Preparing for your day.
This Zuni Indian poem is how we started my cousin’s blessingway, a traditional and resurgent ritual that celebrates a mother-to-be. My hesitation quickly transformed into an emotional roller coaster as I sat in a sharing circle during my cousin’s baby shower.
After each of the 15 or so women went around and gave the names of their grandmothers, mothers, mother-in-laws, their own names, and their children’s names (if they had children), I could feel the welling of tears in my eyes as I thought of all the generations of women who have birthed and raised children. Just the listing of names felt bigger than I was; to think of all these women had accomplished was mind boggling.
We then went back around the circle and each shared a gift with the mother-to-be, which was any form of a blessing, advice, or shared experience. Some women recited poems they had written; others gave plants that would grow with the baby; a children’s book, On the Night You Were Born, was read aloud; other gifts included CDs or bath salts. Each gift held special meaning to the woman who was imparting it. The goal was to share some comfort to the mother in preparation of birth.

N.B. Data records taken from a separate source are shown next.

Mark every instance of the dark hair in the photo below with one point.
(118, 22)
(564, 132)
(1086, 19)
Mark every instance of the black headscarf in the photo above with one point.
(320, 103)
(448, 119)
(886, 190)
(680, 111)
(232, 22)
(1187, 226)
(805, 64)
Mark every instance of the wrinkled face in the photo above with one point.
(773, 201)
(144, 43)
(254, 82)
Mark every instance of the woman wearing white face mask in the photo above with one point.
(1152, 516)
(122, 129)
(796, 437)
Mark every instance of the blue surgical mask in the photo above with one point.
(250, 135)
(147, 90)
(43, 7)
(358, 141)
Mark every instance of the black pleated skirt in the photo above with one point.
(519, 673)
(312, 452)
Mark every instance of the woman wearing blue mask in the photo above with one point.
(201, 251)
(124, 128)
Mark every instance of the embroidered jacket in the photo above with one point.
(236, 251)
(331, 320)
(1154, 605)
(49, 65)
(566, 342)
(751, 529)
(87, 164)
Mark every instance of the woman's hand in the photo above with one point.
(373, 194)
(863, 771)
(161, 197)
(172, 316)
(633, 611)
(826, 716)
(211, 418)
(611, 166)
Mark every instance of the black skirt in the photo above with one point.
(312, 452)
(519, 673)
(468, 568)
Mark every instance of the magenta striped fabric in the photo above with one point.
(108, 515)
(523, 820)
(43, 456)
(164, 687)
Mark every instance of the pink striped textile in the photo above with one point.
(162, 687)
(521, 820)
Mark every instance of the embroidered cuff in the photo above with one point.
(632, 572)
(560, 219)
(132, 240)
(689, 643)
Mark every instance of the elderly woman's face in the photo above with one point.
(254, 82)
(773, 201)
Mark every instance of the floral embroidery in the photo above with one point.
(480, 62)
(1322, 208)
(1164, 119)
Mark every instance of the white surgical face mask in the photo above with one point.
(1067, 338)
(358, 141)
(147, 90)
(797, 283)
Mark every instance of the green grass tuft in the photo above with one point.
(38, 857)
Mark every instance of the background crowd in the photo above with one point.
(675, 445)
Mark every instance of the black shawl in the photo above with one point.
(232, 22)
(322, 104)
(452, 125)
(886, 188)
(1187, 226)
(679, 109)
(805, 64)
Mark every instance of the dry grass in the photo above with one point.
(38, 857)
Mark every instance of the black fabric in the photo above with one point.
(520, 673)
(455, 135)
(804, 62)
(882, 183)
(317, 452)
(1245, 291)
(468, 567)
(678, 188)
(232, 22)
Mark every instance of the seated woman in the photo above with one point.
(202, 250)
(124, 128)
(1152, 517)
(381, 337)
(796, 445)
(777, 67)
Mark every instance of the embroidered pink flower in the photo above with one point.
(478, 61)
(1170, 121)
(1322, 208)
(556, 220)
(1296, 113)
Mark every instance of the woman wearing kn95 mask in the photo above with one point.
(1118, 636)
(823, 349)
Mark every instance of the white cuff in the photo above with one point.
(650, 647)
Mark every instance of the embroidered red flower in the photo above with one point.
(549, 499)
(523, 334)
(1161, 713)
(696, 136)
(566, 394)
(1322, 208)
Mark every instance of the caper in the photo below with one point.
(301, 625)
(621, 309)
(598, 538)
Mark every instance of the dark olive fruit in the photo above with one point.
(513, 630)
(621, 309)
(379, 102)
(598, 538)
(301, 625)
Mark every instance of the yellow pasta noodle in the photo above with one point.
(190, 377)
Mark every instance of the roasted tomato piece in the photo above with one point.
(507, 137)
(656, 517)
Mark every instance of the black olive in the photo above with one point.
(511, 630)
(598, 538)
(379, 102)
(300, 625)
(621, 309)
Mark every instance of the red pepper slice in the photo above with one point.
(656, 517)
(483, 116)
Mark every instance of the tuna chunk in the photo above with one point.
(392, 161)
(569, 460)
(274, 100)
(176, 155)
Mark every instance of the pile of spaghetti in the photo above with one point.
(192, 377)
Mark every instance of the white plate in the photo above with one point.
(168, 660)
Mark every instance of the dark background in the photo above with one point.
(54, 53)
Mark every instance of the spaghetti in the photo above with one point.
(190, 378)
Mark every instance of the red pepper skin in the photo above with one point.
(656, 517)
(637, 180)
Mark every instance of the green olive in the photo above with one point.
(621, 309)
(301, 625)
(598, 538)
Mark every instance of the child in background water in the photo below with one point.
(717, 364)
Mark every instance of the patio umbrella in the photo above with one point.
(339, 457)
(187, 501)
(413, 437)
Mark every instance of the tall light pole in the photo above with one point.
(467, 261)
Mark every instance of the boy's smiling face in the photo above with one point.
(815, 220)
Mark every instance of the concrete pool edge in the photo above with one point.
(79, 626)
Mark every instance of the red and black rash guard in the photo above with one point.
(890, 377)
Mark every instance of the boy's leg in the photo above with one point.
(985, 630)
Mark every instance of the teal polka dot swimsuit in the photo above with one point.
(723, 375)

About halfway through the circle, when it came to me to share, my simple story that I planned to share couldn’t even come out clearly through my tears. I am not sure why it was so emotional, but by the end of it, it just felt like what a baby shower was supposed to be. It made me question how this event came so far from showering the mother-to-be with strength, advice, and blessings to the current form of just giving material gifts. Don’t get me wrong: delicious food, bubbly, and gifts for the baby were all still a part of the afternoon, but there was definitely a stronger sense of womanhood and a bigger gift that was shared.
Our child, it is your day,
May your road be fulfilled.
In your thoughts may we live,
May we be the ones whom your thoughts will embrace,
May you help us all to finish our roads.